1. Living things overproduce. More offspring are
produced than survive. A single maple tree forms
thousands of seeds. Frogs lay hundreds of eggs as
seen in the picture to the left.
2. There is variation among
offspring. A variation is a trait
that makes an individual
different from others in its species. Each living thing does not appear exactly
like all the others. Some of the differences between individuals are inherited.

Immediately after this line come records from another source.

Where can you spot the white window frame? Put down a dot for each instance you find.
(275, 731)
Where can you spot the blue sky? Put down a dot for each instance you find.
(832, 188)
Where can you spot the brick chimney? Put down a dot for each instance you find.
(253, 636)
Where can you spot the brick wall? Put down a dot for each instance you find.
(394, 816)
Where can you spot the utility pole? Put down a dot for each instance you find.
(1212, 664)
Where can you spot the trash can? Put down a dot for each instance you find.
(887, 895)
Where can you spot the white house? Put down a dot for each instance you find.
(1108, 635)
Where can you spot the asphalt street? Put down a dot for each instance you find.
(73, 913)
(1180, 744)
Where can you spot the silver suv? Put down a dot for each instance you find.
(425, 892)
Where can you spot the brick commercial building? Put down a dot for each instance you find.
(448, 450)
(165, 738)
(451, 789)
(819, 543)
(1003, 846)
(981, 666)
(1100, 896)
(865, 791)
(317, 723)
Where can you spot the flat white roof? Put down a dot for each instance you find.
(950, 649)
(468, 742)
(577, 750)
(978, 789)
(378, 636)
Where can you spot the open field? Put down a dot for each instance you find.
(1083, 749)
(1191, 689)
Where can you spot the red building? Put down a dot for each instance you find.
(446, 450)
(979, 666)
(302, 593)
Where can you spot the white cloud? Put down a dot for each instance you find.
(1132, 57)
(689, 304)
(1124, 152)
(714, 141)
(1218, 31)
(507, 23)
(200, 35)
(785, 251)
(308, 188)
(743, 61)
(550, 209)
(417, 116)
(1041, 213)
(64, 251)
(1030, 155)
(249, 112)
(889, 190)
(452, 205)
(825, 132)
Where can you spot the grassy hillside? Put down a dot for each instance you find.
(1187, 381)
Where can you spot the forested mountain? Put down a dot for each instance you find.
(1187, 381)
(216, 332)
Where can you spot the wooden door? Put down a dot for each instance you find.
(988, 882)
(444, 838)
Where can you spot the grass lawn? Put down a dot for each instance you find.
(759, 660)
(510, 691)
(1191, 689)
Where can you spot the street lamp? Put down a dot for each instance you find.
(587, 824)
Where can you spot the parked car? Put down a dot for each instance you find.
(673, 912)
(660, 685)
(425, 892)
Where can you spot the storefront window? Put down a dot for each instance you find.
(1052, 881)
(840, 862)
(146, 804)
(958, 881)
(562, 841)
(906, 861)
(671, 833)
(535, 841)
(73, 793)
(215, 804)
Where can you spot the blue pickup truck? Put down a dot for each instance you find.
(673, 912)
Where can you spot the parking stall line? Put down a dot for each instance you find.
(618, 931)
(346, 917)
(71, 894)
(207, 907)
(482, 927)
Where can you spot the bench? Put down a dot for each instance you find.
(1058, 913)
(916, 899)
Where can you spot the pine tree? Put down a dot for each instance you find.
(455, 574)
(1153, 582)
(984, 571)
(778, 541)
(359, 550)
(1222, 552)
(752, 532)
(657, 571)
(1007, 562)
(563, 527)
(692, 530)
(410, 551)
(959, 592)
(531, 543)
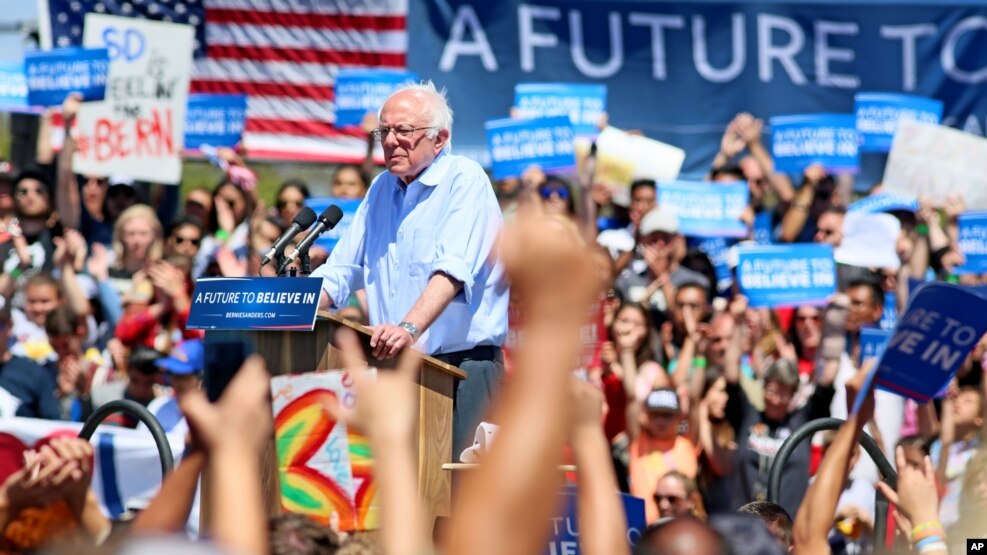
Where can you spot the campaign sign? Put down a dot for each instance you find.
(786, 275)
(883, 202)
(564, 539)
(973, 242)
(762, 231)
(829, 140)
(584, 104)
(706, 209)
(137, 129)
(872, 342)
(215, 119)
(941, 325)
(54, 74)
(329, 239)
(517, 144)
(358, 91)
(13, 88)
(254, 303)
(889, 318)
(878, 115)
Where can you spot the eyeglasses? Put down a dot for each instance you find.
(402, 132)
(22, 192)
(181, 240)
(282, 204)
(547, 193)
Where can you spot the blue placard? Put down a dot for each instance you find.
(763, 230)
(254, 303)
(215, 119)
(878, 115)
(516, 145)
(54, 74)
(358, 91)
(830, 140)
(973, 242)
(584, 104)
(718, 251)
(940, 327)
(786, 275)
(564, 538)
(329, 239)
(706, 209)
(889, 318)
(13, 88)
(883, 202)
(872, 342)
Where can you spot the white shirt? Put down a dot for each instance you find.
(446, 221)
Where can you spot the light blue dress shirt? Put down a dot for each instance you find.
(447, 221)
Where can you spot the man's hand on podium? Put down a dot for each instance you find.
(389, 340)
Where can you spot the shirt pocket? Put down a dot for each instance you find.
(421, 251)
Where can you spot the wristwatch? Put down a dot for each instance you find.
(412, 329)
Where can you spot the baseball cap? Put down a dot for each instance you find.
(659, 219)
(188, 357)
(662, 400)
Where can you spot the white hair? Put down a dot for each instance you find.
(438, 114)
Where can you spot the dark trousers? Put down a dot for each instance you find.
(484, 367)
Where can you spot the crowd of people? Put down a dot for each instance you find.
(636, 354)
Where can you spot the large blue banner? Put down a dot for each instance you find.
(973, 242)
(878, 115)
(215, 119)
(706, 209)
(517, 144)
(53, 75)
(584, 104)
(786, 275)
(679, 71)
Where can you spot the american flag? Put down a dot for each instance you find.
(282, 53)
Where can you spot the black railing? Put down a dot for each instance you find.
(138, 411)
(873, 450)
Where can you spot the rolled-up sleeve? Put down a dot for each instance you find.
(342, 274)
(469, 229)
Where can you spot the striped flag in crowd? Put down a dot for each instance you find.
(282, 53)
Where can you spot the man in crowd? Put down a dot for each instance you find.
(421, 243)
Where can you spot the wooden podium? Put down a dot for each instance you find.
(294, 352)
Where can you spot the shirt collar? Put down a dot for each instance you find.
(436, 172)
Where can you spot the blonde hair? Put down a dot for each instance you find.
(138, 212)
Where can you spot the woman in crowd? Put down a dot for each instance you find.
(290, 198)
(138, 240)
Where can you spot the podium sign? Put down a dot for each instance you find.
(254, 303)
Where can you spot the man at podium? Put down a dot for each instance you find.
(421, 244)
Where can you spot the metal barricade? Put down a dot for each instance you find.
(873, 450)
(138, 411)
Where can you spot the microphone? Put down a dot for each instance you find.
(302, 221)
(327, 220)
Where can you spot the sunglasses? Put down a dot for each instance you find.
(24, 191)
(547, 193)
(182, 240)
(293, 203)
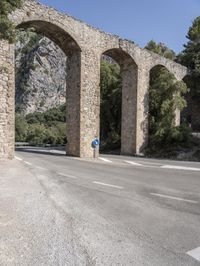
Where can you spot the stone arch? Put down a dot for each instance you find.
(190, 113)
(129, 75)
(55, 33)
(73, 82)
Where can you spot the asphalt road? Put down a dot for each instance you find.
(123, 210)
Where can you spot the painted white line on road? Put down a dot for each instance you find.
(18, 158)
(105, 160)
(41, 168)
(174, 198)
(133, 163)
(69, 176)
(108, 185)
(180, 167)
(27, 163)
(195, 253)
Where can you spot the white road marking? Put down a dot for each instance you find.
(18, 158)
(27, 163)
(180, 167)
(108, 185)
(105, 160)
(41, 168)
(195, 253)
(174, 198)
(69, 176)
(133, 163)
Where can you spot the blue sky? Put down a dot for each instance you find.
(138, 20)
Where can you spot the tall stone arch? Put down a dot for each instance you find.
(83, 46)
(129, 75)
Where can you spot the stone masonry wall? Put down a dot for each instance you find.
(85, 45)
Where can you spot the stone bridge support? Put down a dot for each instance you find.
(7, 100)
(83, 46)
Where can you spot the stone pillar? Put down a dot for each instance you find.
(142, 110)
(82, 101)
(73, 94)
(90, 102)
(129, 107)
(7, 100)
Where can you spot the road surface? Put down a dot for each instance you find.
(117, 210)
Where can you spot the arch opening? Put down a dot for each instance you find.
(118, 102)
(190, 113)
(165, 103)
(54, 33)
(53, 59)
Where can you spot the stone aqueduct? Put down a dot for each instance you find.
(84, 47)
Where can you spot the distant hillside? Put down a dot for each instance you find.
(40, 74)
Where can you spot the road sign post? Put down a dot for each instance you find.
(95, 146)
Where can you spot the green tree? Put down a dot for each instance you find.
(190, 57)
(111, 101)
(21, 128)
(7, 29)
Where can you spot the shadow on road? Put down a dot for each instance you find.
(44, 151)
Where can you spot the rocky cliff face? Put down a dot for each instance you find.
(40, 74)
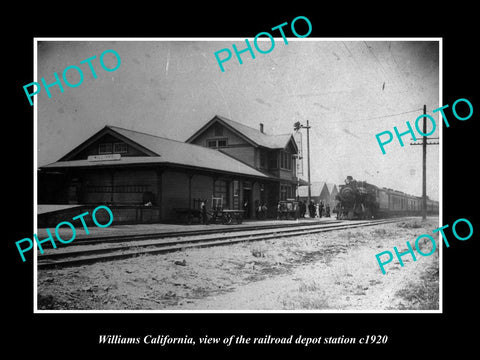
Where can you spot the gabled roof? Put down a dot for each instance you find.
(251, 135)
(159, 150)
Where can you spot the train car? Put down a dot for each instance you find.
(361, 200)
(357, 200)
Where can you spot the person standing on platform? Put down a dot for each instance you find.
(311, 209)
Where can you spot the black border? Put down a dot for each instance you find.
(65, 334)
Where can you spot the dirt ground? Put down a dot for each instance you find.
(327, 271)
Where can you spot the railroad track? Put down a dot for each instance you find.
(135, 247)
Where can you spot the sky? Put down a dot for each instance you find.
(348, 89)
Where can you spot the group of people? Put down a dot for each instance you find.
(312, 209)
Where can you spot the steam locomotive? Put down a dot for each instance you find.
(361, 200)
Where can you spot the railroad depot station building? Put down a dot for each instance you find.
(144, 178)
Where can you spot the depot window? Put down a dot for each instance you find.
(112, 148)
(285, 160)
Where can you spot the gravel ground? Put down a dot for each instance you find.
(327, 271)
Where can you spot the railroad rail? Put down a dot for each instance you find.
(147, 246)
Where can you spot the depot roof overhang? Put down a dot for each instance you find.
(147, 161)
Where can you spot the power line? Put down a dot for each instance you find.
(386, 116)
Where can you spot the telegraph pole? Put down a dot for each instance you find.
(424, 170)
(297, 126)
(308, 159)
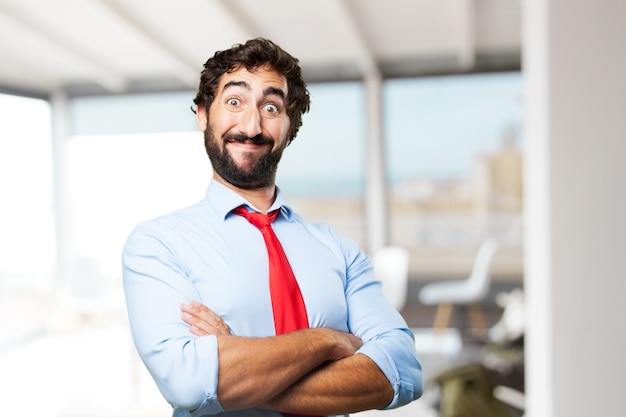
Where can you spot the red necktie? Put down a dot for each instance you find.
(287, 302)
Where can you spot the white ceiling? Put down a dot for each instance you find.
(117, 46)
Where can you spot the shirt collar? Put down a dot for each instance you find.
(223, 200)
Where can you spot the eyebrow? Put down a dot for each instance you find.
(268, 91)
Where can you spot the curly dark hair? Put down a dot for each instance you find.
(252, 55)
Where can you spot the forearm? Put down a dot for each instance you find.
(253, 370)
(349, 385)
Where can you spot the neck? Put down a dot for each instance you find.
(262, 198)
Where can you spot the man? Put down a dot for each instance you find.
(222, 353)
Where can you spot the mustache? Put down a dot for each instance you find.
(257, 140)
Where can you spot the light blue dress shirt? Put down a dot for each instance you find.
(206, 253)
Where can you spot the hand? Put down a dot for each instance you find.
(202, 320)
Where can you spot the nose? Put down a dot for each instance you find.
(250, 122)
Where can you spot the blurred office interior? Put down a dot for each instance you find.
(513, 133)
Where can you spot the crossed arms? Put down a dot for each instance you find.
(310, 371)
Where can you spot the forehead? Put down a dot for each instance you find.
(260, 78)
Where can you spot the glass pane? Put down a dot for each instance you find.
(117, 181)
(27, 242)
(454, 153)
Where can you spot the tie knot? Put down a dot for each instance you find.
(260, 220)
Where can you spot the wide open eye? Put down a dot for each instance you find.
(232, 101)
(271, 108)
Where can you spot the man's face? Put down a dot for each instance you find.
(245, 131)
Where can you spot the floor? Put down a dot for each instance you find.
(57, 366)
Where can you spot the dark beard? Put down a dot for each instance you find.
(261, 175)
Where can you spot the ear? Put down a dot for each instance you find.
(201, 117)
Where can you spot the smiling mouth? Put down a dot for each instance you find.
(244, 140)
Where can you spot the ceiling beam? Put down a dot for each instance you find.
(467, 34)
(104, 76)
(184, 70)
(246, 25)
(365, 60)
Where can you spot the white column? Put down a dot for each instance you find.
(376, 201)
(63, 218)
(575, 181)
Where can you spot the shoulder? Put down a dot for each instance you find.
(340, 244)
(167, 226)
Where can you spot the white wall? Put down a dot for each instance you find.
(575, 69)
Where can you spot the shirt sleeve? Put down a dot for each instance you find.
(387, 339)
(184, 367)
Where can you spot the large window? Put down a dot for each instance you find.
(454, 155)
(27, 244)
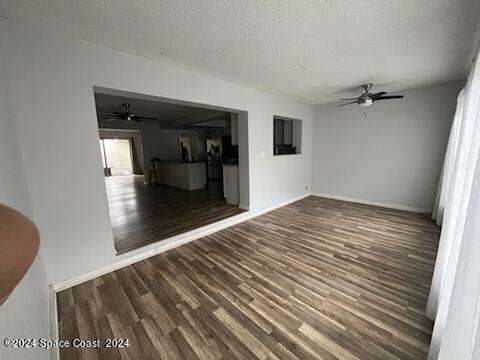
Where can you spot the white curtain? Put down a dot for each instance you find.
(453, 289)
(450, 156)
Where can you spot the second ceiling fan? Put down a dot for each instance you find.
(368, 98)
(126, 115)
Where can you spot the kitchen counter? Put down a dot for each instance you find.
(187, 176)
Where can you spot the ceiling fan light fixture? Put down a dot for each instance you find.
(366, 102)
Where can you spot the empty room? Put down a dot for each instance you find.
(239, 180)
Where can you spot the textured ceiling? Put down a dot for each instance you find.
(314, 51)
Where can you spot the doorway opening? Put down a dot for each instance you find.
(170, 166)
(116, 157)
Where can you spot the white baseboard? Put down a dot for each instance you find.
(170, 243)
(244, 207)
(374, 203)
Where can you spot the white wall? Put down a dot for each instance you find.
(25, 313)
(51, 93)
(392, 155)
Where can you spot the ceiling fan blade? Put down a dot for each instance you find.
(389, 97)
(144, 118)
(351, 102)
(377, 95)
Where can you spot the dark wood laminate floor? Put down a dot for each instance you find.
(317, 279)
(142, 214)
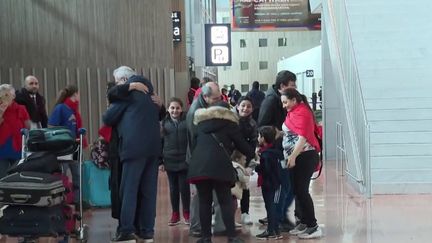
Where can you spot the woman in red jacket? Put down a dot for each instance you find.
(13, 118)
(301, 150)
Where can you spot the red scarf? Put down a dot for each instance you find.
(14, 119)
(74, 105)
(300, 121)
(260, 180)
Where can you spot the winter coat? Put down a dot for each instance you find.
(257, 97)
(137, 123)
(191, 127)
(174, 143)
(270, 168)
(271, 112)
(209, 159)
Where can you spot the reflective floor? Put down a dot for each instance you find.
(344, 215)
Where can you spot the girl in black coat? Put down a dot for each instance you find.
(174, 132)
(248, 128)
(217, 135)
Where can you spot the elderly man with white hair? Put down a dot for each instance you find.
(13, 118)
(34, 102)
(135, 117)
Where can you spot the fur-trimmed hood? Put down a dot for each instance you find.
(215, 112)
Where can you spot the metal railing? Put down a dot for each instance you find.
(340, 44)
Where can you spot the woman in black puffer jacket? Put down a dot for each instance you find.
(210, 168)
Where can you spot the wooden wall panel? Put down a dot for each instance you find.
(85, 33)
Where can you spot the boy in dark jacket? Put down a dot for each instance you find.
(269, 179)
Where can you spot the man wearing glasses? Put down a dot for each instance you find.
(33, 101)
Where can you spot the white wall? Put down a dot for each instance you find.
(394, 59)
(297, 42)
(298, 64)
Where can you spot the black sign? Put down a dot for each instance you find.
(218, 44)
(176, 19)
(309, 73)
(271, 14)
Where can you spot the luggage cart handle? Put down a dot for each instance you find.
(20, 198)
(24, 135)
(82, 131)
(24, 132)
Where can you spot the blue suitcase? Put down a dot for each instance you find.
(95, 185)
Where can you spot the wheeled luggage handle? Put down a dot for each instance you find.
(20, 198)
(24, 134)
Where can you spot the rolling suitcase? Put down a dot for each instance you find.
(31, 188)
(95, 185)
(33, 221)
(55, 139)
(44, 162)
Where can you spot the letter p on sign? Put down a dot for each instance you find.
(219, 54)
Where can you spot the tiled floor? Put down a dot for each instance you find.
(344, 216)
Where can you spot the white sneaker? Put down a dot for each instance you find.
(311, 233)
(299, 229)
(245, 219)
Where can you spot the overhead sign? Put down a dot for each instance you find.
(176, 19)
(271, 14)
(218, 44)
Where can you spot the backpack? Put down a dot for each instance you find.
(99, 154)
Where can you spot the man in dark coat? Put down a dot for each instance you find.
(137, 123)
(257, 97)
(119, 92)
(210, 94)
(34, 102)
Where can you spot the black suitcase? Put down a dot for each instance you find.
(31, 188)
(56, 139)
(44, 162)
(33, 221)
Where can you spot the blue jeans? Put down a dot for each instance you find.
(286, 197)
(139, 181)
(4, 166)
(271, 202)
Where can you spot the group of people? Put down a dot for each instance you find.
(207, 152)
(25, 108)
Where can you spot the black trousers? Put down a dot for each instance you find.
(306, 163)
(179, 187)
(244, 203)
(205, 195)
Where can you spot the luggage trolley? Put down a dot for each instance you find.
(19, 202)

The picture to the right shows variations in the color and pattern of monarch
butterflies.
3. There is a struggle to survive. There are more living things than there are
resources to go around. This results in competition. Competition is the struggle
among living things to get their needs for life. Young pine trees compete for
light, water, and soil nutrients. Rabbits compete with other rabbits for food,l
shelter, and mates.
4. Natural selection is always taking place. Individuals that have less desirable
traits are less fit. They reproduce fewer offspring. Individuals that have
desirable traits are more fit. They reproduce more offspring. The organisms
alive today are the ones that are better suited totheir surroundings. The traits,
or variations, that make them more fit are the ones they inherited ans will, in
turn, pass to their offspring.
Darwin realized that species of organism are always changing. He knew that the
changes in species do not occur quickly. Darwin’s studies led him to form the theor
of evolution by natural selection. Evolution is a change in the hereditary features of a
group of organisms over time. When a species changes throug time, it is said to have
evolved.
Fossil Evidence
What evidence supports evolution? Some evidence of evolution comes from
fossils. Fossils are the remains of once-living things from ages past. A fossil may be a
print of a leaf. It may be a footprint of an animal. It could even be a skeleton. A
fossil could be an animal trapped and frozen in ice. Or a fossil could be an insect
trapped in hardened plant sap. When living things from the past are compared to
living things today, we can see that change has occurred. An extinct life-form is one
that no longer exists.
Fossils are found in the Earth’s
crust. They are present in
sedimentary rocks.
Sedimentary rocks form from layers
of mud, sand, and other fine
particles. The mud, sand, and fine
particles are called sediments.
These sediments form at the bottom
of seas. Many animals and plants
die ans settle to the bottoms of
oceans, lakes, or ponds with the
sediments. These sediments change
into rock over millions of years.
Fossils form within these sediment
layers. Fossils give us a record of
what types of living things were on
the the Earth in the past. Sceintists
can tell how old fossils are by dating them. Being able to date fossils gives sceintist an
idea of the history of life on Earth.
The figure to the right is a side view of sedimentary rocks in the Earth’s crust.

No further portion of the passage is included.